Una respuesta a esta memoria, probablemente la mejor que podía darse, redujo el trabajo de Palmirano Roseta a su justo límite, intitulándola: Historia de una hipótesis.

Esta impertinencia acabó de sacar de quicio al profesor, que entonces pretendió haber visto de nuevo gravitando por el espacio no sólo a Galia, sino también al fragmento del cometa en que viajaban los trece ingleses por la infinidad del mundo sideral. Jamás debía consolarse de no ser su compañero de viaje.

En fin, Héctor Servadac y Ben-Zuf, hubieran o no viajado a través del mundo solar, no por eso dejaron de ser el uno capitán y el otro su inseparable asistente.

Un día, paseando por el cerro de Montmartre, y en la seguridad de que nadie les oía, hablaron de sus aventuras.

–¡Quizá no sean ciertas, mi capitán! –dijo Ben-Zuf.

–¡Rayos y centellas! ¿Vas a hacerme creer que he soñado? –repitió, sonriéndose, el capitán Servadac.

Pablo, que fue adoptado por el conde Timascheff, y Nina, adoptada por Héctor Servadac, recibieron esmerada educación bajo la dirección de sus protectores.

Transcurrieron los años, y un día, al advertir el coronel Servadac que sus cabellos empezaron a encanecer, casó al joven español, que era un gallardo mancebo, con la pequeña italiana, que era una hermosa joven. El conde Timascheff dio a la novia una espléndida dote, cosa que no sorprendió a nadie, dados el amor que profesaba a su hija adoptiva, su proverbial generosidad y su inmensa fortuna.

Pablo y Nina vivieron felices, como deben serlo y lo son sin duda los que, amándose con toda el alma, ven santificado su amor por el matrimonio.

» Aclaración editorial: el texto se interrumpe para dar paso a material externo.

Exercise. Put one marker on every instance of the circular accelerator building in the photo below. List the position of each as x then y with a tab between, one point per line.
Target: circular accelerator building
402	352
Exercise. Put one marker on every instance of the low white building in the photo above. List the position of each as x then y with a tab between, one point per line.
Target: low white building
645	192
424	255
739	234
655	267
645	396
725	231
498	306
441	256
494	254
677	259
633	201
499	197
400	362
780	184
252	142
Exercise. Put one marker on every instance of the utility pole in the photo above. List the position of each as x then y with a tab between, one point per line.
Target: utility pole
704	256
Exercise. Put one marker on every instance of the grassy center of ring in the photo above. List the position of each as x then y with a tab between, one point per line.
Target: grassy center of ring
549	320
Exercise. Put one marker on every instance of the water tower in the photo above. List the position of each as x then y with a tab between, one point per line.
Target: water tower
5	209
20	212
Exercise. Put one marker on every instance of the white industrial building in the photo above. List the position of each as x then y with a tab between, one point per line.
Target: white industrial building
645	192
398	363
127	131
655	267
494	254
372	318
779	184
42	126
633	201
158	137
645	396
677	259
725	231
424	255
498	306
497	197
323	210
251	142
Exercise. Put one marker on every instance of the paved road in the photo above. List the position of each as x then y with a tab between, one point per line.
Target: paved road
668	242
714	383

{1} Población de tiendas o chozas en Argel.

{2} ) Camino recorrido de enero a febrero.

{3} Se trata de moneda francesa en curso a final del siglo pasado y principios del actual. (N. del C.)

{4} En la actualidad se le conocen doce satélites. (N. del C.)

{5} En la actualidad el número de satélites de Saturno conocidos, es de diez. (N. del C.)

{6} Los satélites de Urano no son más que cinco, pero sin duda por errores no comprobados en la época en que se escribió esta obra se le atribuían ocho. (N. del C.)

{7} Dos son los satélites conocidos, por ahora, de Neptuno. (N. del C.)